NYC Kickstarts Large Vaccination Rollout, Aims for 24/7 Operation

NEW YORK
An example of the Pfizer COVID-19 vaccine vial on Capitol Hill, Thursday, Dec. 10, 2020, in Washington. (AP Photo/Andrew Harnik, Pool)

New York City will add several more vaccination sites and prepare for round-the-clock vaccination availability in a push to dramatically scale up vaccination efforts.

At his press conference on Monday, Mayor Bill de Blasio acknowledged the city’s vaccination rollout has been too slow, and vowed to “speed up our effort. The more places to go, the more options … allow us to do it.”

He said they expect to start at 100,000 vaccinations a week, and steadily increase the number so that by the end of January the city will be vaccinating 400,000 people a week. The city has only allocated 110,000 vaccinations in the three weeks since rollout.

The city is setting two new pop-up clinics, five new sites in New York Health + Hospital locations, and three hubs in the city, all dedicated to the inoculation drive.

The vaccination hubs will be located in Brooklyn, Queens and the Bronx.
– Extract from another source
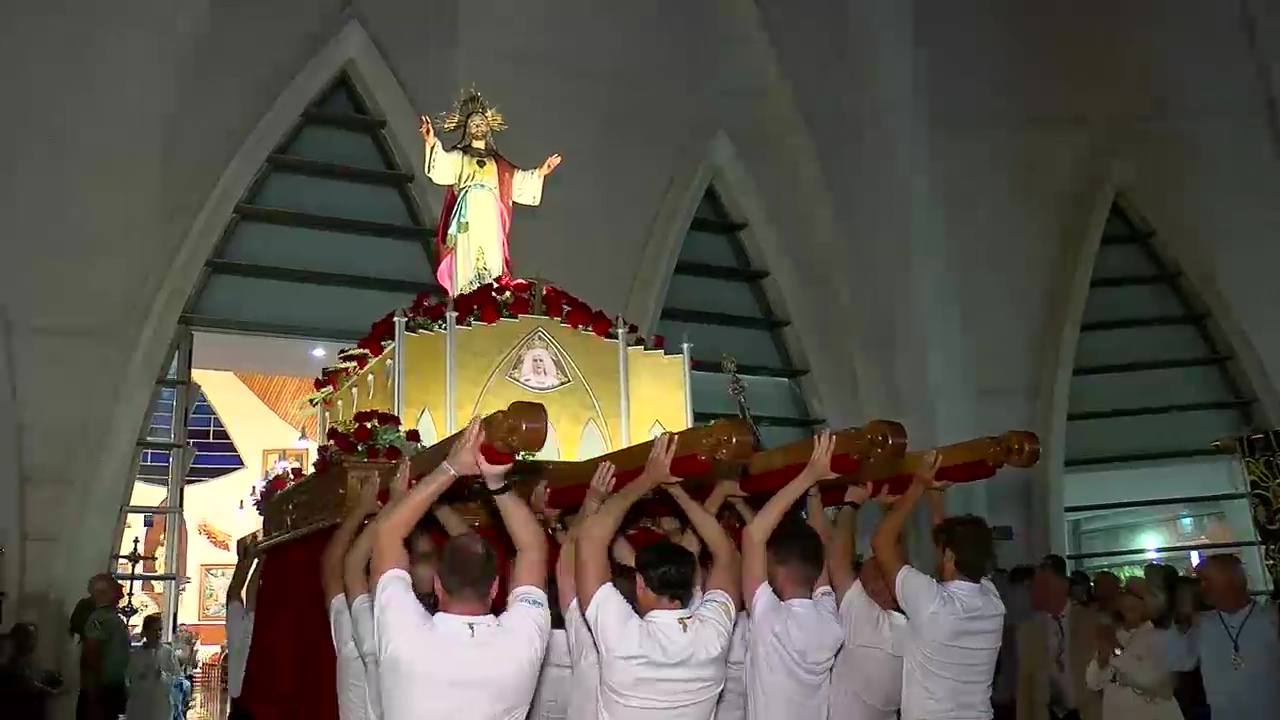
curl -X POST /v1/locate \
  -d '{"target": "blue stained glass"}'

The Brooklyn location will be in the Bushwick Educational Campus, the Queens one in Hillcrest High School, and in the Bronx it will be in the South Bronx Educational Campus.

The city hopes to double its number of vaccination sites from 125 to 250, each one capable of distributing 400,000 doses.

The goal is to distribute 1 million doses by the end of January.

Those eligible to be vaccinated now include testing site workers, contact tracers, outpatient and ambulatory workers, dental workers, physical therapists, and NYPD medical staff.

As those groups are covered, de Blasio said he hoped the city could begin to vaccinate other essential workers such as firefighters, police officers and grocery store workers.

He noted he is legally unable to begin vaccinating the elderly and essential workers, as the state is still in Phase 1A of the vaccination plan, which covers health-care workers and nursing home residents and staff. Those 75 and older, and essential workers, are categorized as 1B.

However, the city has enough vaccinations to last for this week and the next, but after that the supply dwindles.

“We need the federal government to keep allocating the supply,” said de Blasio.